Fugue played at the ballroom. Excellent show. I do love the rock n' roll. Especially the loud ear drum busting rock n' roll! I saw them a few times at the Looney Bin on Commercial street. That was way back in the day.

I need to start running again. I miss it.

What else do I want to rant about? I can't wait for robots to take over. I can't wait to get the internet in my apartment. The music of Leonard Cohen makes me feel crazy. I wish I was funny like some people. They always have clever things to say at just the right moments.

Lately, everybody has been acting like a fucking salesman to me. Small talk conversations are weird. I talked about baseball with someone the other day. I stopped paying attention to baseball back in late 80s or early 90s. They went on strike which pissed me off immensely. But I managed to bullshit my way through the conversation. I got a kick out of that.

Procrastinating, procrastinating, procrastinating...

I've been thinking of a character for a short story or a movie for awhile now. I have this picture of the character in my head. While shopping the other day, I saw a person that looked EXACTLY like the character in my head. Same hair style, glasses, braces, blank stare, smiling, the same face... It freaked me out. In a good way. I love it when that happens.


Back to work.

...the things that you tell yourself, they'll kill you in time...
belladea:
Yes... being married to one's roommate sux. Seems being married to yours would be doubly so.

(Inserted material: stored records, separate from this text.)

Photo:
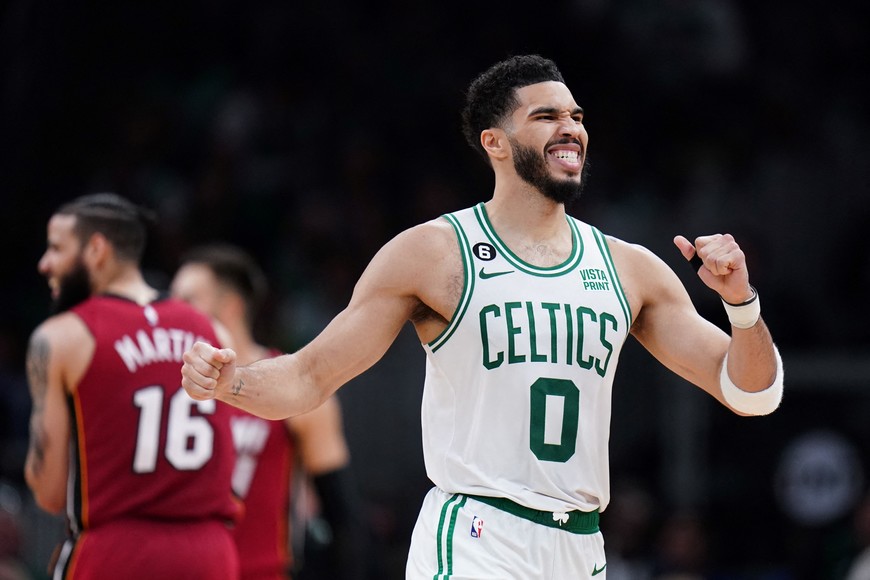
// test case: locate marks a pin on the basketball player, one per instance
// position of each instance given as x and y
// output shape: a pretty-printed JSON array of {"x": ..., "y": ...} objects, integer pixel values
[
  {"x": 115, "y": 441},
  {"x": 224, "y": 282},
  {"x": 522, "y": 311}
]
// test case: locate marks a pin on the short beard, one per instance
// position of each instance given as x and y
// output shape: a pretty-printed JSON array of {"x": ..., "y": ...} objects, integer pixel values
[
  {"x": 75, "y": 287},
  {"x": 532, "y": 168}
]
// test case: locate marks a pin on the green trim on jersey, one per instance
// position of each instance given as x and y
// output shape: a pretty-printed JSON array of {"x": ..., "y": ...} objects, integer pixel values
[
  {"x": 445, "y": 537},
  {"x": 611, "y": 268},
  {"x": 467, "y": 288},
  {"x": 516, "y": 261}
]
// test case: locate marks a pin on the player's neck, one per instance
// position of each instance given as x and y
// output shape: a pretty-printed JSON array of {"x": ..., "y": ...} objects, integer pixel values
[
  {"x": 128, "y": 283},
  {"x": 531, "y": 225}
]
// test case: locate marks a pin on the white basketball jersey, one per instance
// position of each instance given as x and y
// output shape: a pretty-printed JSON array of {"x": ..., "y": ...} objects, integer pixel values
[{"x": 517, "y": 397}]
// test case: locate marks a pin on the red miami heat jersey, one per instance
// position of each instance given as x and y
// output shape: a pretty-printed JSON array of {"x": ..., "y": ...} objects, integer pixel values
[
  {"x": 143, "y": 449},
  {"x": 262, "y": 479}
]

The last time I got stupid drunk was a couple of years ago, when a good friend of mine died. 10 shots of Jack. I passed out with my head on the toilet. Even while that drunk and sad I could feel how stupid I looked. I'll never be able to drink whiskey again. I can't drink past the ability to stand up anymore. My vanity won't let me.

I wrote a fugue once... in B minor... just to see if I could. It wasn't as hard as I was led to believe.

I've been listening to a lot of Leonard as of late. I always listen to a lot of Leonard. He's one of the few I am always in the mood for.




Sep 18, 2005
toughgirl:
alcoholics, they'll only bring you down in their self-destruction, you just gotta let him do his shit, it's terrible, but they don't want help until they actually want to change. it's a sad thing to watch.
braces? you've been thinking of making a character with braces, interesting, I don't even think about braces anymore, I think they are the farthest thing from my mind.
I see you're going to the shackshakers too, yay! were you there in january? he broke out numchucks!! crazy southern hickabillys.